- Born: 9 May 1820 Kilsyth, Scotland
- Died: 12 October 1902 (aged 82) Mount Florida, Scotland
- Known for: Landscape paintings

= Thomson Kirkwood =

Scottish painter

Thomson Kirkwood (9 May 1820 - 12 October 1902) was a Scottish painter. He is known for his paintings of rural scenes and landscapes.

==Life==

His father was Walter Kirkwood (4 January 1775 - c. 1825), a weaver from Kilsyth

His mother was Janet Thomson (3 December 1783 - 26 December 1849) from Kilsyth. Walter and Janet married on 10 December 1803 in Kilsyth.

Thomson Kirkwood was born on 9 May 1820 in Kilsyth.

He married Margaret Howison (4 March 1827 - 15 June 1916) from Edinburgh. They married in Newcastle on 18 December 1846.

In the 1841 census he was in Newcastle, his profession already an artist.

In the 1861 census he was a student teacher at the Glasgow School of Art. A year later he was teaching art at the Glasgow Athenaeum.
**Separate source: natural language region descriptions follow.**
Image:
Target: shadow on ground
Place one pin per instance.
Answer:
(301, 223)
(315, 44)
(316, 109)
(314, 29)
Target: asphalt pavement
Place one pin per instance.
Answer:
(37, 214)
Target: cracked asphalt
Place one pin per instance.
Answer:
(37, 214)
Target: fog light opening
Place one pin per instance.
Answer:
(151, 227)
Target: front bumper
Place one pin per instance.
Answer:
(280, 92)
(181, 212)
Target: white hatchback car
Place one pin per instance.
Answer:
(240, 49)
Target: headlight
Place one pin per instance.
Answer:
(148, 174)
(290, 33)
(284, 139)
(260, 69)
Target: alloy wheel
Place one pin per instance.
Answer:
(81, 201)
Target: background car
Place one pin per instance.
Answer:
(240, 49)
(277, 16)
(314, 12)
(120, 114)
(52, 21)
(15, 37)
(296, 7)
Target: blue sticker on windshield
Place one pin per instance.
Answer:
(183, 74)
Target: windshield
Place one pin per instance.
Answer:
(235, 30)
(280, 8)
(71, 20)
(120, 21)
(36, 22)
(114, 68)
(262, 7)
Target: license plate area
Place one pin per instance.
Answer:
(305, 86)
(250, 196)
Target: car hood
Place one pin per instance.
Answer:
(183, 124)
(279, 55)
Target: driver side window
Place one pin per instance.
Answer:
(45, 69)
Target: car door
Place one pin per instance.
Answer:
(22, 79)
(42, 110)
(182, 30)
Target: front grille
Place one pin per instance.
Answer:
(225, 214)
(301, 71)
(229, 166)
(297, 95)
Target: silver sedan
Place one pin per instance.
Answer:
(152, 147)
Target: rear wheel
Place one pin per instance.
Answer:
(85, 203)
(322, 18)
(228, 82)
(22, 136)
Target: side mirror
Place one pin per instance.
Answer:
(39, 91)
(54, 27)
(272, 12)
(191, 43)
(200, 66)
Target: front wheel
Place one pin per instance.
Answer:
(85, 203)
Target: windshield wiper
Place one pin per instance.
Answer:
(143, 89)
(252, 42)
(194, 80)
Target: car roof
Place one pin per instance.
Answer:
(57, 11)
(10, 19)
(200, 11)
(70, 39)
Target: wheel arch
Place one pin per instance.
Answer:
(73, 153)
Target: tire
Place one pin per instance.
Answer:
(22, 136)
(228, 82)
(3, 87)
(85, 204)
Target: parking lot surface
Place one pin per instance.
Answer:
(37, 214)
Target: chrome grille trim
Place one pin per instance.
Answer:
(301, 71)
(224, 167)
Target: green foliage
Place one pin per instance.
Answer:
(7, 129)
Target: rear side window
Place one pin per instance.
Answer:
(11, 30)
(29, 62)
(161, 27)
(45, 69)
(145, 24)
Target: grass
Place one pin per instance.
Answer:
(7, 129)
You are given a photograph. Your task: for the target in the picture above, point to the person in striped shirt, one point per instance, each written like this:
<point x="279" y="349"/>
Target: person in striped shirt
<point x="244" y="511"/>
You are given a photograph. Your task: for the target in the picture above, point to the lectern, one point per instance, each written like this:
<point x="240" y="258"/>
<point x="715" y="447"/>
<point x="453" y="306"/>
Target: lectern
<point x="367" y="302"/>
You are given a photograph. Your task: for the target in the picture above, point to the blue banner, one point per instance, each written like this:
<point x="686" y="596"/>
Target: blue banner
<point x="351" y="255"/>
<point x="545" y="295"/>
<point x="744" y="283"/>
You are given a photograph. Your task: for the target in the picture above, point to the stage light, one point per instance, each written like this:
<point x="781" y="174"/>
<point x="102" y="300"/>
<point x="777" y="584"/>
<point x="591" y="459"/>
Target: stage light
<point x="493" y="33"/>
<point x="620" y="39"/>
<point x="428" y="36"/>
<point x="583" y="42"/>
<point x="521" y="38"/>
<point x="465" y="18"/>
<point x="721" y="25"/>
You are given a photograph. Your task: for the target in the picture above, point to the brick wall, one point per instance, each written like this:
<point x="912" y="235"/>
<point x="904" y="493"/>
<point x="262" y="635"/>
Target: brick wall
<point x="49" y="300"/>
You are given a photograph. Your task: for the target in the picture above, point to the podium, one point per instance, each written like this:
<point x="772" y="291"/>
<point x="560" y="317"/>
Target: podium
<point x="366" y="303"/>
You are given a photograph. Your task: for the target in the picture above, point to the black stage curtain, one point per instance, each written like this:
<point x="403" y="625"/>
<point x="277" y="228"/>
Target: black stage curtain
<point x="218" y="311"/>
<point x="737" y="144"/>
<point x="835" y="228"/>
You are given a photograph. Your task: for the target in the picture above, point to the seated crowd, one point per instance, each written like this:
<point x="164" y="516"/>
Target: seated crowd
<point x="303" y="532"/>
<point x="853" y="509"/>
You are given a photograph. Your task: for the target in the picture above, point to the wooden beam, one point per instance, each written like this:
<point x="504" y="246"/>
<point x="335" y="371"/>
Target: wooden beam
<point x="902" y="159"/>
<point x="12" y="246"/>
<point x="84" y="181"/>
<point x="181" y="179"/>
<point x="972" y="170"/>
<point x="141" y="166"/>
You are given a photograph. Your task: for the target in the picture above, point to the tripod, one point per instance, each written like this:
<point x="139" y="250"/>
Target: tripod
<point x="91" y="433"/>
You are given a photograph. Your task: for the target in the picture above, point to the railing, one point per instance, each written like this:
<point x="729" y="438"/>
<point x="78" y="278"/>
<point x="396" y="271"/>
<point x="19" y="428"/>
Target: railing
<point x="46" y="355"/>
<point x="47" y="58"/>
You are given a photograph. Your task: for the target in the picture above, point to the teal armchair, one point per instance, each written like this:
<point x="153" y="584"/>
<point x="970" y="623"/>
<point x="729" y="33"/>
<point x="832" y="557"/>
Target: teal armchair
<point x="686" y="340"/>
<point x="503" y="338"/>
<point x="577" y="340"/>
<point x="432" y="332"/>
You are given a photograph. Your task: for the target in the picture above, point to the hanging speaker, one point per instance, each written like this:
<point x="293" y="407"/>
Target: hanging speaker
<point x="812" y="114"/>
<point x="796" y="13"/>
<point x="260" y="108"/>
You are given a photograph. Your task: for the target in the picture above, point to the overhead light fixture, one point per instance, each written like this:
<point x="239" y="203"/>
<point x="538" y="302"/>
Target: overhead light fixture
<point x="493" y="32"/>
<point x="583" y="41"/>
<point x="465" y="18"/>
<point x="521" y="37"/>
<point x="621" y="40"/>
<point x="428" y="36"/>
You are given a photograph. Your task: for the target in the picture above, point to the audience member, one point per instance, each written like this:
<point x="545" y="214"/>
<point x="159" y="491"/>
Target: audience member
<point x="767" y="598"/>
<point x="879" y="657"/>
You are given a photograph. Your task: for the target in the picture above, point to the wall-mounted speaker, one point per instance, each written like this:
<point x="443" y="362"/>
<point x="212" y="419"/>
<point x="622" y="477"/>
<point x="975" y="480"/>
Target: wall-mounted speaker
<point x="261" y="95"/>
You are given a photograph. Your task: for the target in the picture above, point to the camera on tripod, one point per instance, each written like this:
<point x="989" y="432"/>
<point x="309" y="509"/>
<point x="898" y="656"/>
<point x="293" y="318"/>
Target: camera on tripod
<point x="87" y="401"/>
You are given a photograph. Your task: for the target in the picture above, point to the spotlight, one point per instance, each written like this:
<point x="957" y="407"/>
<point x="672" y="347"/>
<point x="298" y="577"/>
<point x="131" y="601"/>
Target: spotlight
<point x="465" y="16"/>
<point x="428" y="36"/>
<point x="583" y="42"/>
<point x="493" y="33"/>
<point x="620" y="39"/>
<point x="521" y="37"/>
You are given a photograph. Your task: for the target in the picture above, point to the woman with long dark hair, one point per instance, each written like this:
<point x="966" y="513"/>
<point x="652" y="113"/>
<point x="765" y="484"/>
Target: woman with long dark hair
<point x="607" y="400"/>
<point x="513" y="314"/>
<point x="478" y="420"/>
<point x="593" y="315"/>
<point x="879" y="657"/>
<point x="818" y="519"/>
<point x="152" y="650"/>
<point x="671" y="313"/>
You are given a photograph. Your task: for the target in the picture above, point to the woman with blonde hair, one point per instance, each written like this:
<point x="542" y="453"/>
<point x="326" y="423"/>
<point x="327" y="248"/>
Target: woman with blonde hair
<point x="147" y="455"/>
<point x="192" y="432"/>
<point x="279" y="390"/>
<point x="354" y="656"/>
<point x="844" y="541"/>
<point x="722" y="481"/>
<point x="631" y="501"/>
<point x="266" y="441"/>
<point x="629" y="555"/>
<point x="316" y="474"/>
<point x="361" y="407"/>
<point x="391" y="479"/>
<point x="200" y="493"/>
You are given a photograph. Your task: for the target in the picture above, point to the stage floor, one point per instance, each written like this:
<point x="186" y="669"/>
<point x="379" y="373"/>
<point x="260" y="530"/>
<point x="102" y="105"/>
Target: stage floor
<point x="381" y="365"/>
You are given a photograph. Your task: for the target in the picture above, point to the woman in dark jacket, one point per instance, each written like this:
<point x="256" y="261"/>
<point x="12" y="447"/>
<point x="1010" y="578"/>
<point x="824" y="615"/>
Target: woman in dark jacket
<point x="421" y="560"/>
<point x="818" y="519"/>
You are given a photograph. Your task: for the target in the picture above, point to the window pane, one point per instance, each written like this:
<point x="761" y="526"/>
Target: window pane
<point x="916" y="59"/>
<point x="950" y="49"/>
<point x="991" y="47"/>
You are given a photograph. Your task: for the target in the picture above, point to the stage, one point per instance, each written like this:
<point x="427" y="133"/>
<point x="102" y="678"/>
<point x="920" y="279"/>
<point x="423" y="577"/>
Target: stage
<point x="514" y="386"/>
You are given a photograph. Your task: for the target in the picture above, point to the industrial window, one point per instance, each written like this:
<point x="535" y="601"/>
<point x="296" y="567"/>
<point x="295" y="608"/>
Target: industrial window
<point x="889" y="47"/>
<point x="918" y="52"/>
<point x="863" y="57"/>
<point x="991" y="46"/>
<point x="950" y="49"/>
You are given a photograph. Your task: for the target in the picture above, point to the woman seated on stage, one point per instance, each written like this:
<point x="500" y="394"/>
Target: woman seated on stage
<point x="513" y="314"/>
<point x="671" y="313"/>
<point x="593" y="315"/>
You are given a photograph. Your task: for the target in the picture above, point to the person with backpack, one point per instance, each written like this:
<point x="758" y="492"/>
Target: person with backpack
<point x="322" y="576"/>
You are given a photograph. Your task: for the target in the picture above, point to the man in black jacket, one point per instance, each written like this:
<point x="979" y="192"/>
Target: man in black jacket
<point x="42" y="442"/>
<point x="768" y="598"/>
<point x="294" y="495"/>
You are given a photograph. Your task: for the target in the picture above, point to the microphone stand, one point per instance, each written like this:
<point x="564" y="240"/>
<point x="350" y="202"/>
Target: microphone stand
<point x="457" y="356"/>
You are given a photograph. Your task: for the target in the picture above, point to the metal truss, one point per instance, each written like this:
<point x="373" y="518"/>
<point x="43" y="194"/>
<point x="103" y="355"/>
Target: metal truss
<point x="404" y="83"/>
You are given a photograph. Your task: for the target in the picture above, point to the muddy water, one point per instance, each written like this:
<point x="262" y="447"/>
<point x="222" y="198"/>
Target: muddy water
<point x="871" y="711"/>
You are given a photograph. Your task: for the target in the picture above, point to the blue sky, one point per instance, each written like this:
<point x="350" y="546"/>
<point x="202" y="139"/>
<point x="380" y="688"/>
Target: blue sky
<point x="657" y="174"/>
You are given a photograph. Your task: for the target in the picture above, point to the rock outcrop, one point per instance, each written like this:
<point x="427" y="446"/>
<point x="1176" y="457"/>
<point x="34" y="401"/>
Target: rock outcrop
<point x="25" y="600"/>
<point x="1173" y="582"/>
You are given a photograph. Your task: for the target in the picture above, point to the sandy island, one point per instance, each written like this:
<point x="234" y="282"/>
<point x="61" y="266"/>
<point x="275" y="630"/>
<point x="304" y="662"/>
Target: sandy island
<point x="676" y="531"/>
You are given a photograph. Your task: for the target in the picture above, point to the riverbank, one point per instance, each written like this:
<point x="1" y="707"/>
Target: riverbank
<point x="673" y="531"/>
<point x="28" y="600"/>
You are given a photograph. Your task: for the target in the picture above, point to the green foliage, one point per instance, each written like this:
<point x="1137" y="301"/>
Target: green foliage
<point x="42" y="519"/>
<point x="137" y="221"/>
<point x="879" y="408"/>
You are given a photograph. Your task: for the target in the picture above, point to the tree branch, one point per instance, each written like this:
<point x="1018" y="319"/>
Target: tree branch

In 1866 he was staying at 173 Shamrock Street.

In 1867 he was appointed an art teacher at Greenock Academy.

A year later he was the Drawing Master at Paisley Grammar School. He moved to 73 Abbotsford Place in Govan.

From The History of Paisley Grammar School by Robert Brown (1875):

Mr. Thomson Kirkwood, Glasgow, was appointed Drawing Master in the Institution and allowed to charge his pupils 7 shillings and 6 pence per quarter for drawing and 10 shillings and 6 pence for painting in watercolours. He was born in Kilsyth on 9 May 1820. His father died five years afterwards, leaving a family of nine children, of whom Mr. Kirkwood was the youngest. After being educated at the village school, he was apprenticed to be a weaver; but after three years that trade became bad, and the family removed to Glasgow. Each of the brothers went to learn a trade. Thomson was sent to be a glass stainer or glass painter. He was twenty years at that business, seven of these at a glass staining establishment in Newcastle on Tyne. On leaving the latter place, he intended to commerce business on his own account, but through applying himself too closely to his drawing his health gave way, and he had to abandon the idea. For three years he was unable to do anything, and when residing in Rothesay, he commenced to teach drawing in schools there. He afterwards went to Glasgow, where he taught drawing with great success. He also taught at Greenock Academy and other places.

He then moves to Mount Florida, staying at first at 9 Lorne Place; and then moving to 9 Hampden Terrace.

==Art==

In 1866 he exhibited at the Royal Scottish Academy his works: The Night Ferry, At Kamesburgh Looking East and At Kamesburgh Looking West.

In 1868 he exhibited at the Royal Scottish Academy his work: The Village Fountain.

In 1871 he exhibited at the Royal Scottish Academy his work: Drumgoin And Dumphun From Firhill.

In 1873 he exhibited at the Royal Scottish Academy his work: House Of Shelter.

==Death==

He died at his home in 9 Hampden Terrace, Mount Florida, Glasgow on 12 October 1902. The death certificate states that he died of heart failure and senile decay.

His estate was worth £1791, 15 shillings and 2 pence at his death.

He is buried in the Glasgow Necropolis.

==Works==

The Laird's Loup, Kilsyth Glen is held at the Rozelle House Galleries in Ayrshire.

Gilmorehill From Woodlands Road is held at the Hunterian Art Gallery in Glasgow.

His Landscape With The Story Of Narcissus shows Narcissus gazing at his reflection at the river.